Sasuke hanya memutar bola matanya bosan seraya berdiri dan menghampiri mejanya. Ia duduk sambil membalik-balikkan berkas dihadapannya.
"Berhentilah melakukannya."
Naruto, rekan kerjanya selama delapan tahun sedari ia masih menjadi detektif junior menghampiri meja Sasuke dan duduk di kursi seberang meja. Jika boleh jujur selama delapan tahun persahabatan mereka, satu tahun awal merupakan tahun terberat bagi mereka. Sasuke yang dingin dan keras kepala harus berhadapan dengan Naruto yang kelewat aktif dan ceria.
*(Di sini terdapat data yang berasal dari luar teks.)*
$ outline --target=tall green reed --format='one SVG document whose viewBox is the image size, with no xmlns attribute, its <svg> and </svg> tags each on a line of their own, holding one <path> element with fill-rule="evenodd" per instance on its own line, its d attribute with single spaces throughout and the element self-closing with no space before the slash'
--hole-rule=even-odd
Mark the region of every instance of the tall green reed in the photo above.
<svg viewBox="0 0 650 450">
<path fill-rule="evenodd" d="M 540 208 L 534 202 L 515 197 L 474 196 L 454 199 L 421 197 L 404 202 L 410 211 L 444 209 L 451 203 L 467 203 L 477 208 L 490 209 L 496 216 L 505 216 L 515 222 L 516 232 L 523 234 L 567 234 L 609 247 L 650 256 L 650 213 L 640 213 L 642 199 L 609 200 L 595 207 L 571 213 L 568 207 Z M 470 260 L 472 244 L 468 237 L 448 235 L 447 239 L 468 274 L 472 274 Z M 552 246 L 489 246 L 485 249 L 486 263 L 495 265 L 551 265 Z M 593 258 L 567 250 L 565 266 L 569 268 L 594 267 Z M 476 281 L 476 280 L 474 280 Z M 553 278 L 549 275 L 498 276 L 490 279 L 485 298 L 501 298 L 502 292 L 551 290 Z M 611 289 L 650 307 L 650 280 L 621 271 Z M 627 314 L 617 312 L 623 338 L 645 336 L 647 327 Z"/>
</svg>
Sering kali mereka dihadapkan pada kesalahpahaman dan adu argumen. Namun, seiring waktu persahabatan mereka terjalin dengan sendirinya.
"Melakukan apa?"
Sasuke masih membalik-balikkan berkas ditangannya dengan enggan. Melihatnya membuat Naruto kesal. Ia menarik berkas ditangan Sasuke dan membantingnya pelan diatas meja.
"Ini dan itu."
Sasuke mengernyit mendengar jawaban Naruto. Bukan karena ia tak mengerti ucapan Naruto tapi karena ia tidak mengerti kenapa Naruto harus mengatakannya seambigu itu.
"Berhenti bersikap seolah kau sedang mengecek berkas yang jelas-jelas sudah lama kau selesaikan. Dan juga berhentilah bersikap menantang Jiraia. Bagaimanapun dia adalah atasan kita Sasuke."
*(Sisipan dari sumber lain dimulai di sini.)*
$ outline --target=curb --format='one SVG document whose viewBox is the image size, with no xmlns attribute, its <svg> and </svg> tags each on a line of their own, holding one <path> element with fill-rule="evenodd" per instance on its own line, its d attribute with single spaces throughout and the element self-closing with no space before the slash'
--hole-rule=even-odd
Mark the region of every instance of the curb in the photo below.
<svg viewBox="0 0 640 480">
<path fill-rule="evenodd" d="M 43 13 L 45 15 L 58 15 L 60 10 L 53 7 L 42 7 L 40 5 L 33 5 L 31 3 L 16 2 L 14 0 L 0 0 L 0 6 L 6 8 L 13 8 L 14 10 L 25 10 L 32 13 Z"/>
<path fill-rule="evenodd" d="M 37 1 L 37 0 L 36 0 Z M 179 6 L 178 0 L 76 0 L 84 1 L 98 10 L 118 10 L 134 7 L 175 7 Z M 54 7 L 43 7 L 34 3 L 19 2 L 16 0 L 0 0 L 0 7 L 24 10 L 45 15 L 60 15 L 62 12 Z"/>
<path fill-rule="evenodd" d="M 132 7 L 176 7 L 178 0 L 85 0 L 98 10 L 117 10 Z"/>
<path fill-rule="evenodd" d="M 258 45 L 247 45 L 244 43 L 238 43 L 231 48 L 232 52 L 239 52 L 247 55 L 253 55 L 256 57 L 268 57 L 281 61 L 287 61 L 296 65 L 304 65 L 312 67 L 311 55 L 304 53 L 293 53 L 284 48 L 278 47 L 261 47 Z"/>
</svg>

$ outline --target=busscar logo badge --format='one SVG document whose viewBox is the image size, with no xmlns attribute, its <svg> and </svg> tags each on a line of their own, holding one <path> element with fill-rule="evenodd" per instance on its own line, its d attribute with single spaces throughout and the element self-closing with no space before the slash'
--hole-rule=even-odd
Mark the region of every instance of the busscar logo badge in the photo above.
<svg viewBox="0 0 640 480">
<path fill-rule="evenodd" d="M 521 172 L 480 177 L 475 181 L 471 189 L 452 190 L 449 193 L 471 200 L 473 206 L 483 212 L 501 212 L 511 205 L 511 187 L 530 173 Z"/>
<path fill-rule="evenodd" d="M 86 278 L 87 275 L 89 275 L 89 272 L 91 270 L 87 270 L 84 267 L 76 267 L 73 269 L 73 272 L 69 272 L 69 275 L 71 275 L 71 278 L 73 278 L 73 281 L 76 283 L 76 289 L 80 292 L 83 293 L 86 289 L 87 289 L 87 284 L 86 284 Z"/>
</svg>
Mendengar penjelasan panjang lebar Naruto, Sasuke hanya membanting punggungnya kesandaran kursi dengan sedikit keras.
"Aku bosan. Kasus yang paling menarik perhatianku adalah kasus kembar Smitt tapi si tua mesum itu justru malah menghentikan kasus itu dengan kesimpulan konyol."
Sasuke bukan orang yang akan berbicara panjang lebar jika bukan saat ia tengah kesal atau sebaliknya membuat orang kesal. Dan dapat ia simpulkan saat ini Sasuke tengah kesal.
"Lalu apa maumu?"
Sebelum Sasuke sempat menjawap pertanyaannya Naruto sudah lebih dulu memotong apapun yang akan Sasuke katakan degan tangannya.
"Ayo kita lakukan. Kita buktikan kesimpulanmu tentang kembar Smitt dan selesaikan ini dengan cepat dan rapi. Seperti biasa. Kau puas?"
Sasuke hanya tersenyum simpul mendengar jawaban Naruto, ia tahu Sahabat satu-satunya itu bisa ia andalkan.
.
.
.
Pintu ruang otopsi lagi-lagi terbuka, kali ini yang masuk adalah seorang wanita cantik dengan dua cepol dikedua sisi kepalanya. Dengan tenang ia menghampiri Neji yang tengah fokus mengerjakan otopsi pada mayat seorang wanita tak dikenal. Fokusnya segera hilang saat ia mencium bau parfum yang sangat dihapalnya. Dengan pelan ia berbalik dan mendapati Tenten istrinya berdiri dengan kedua tangan melipat didepan dada.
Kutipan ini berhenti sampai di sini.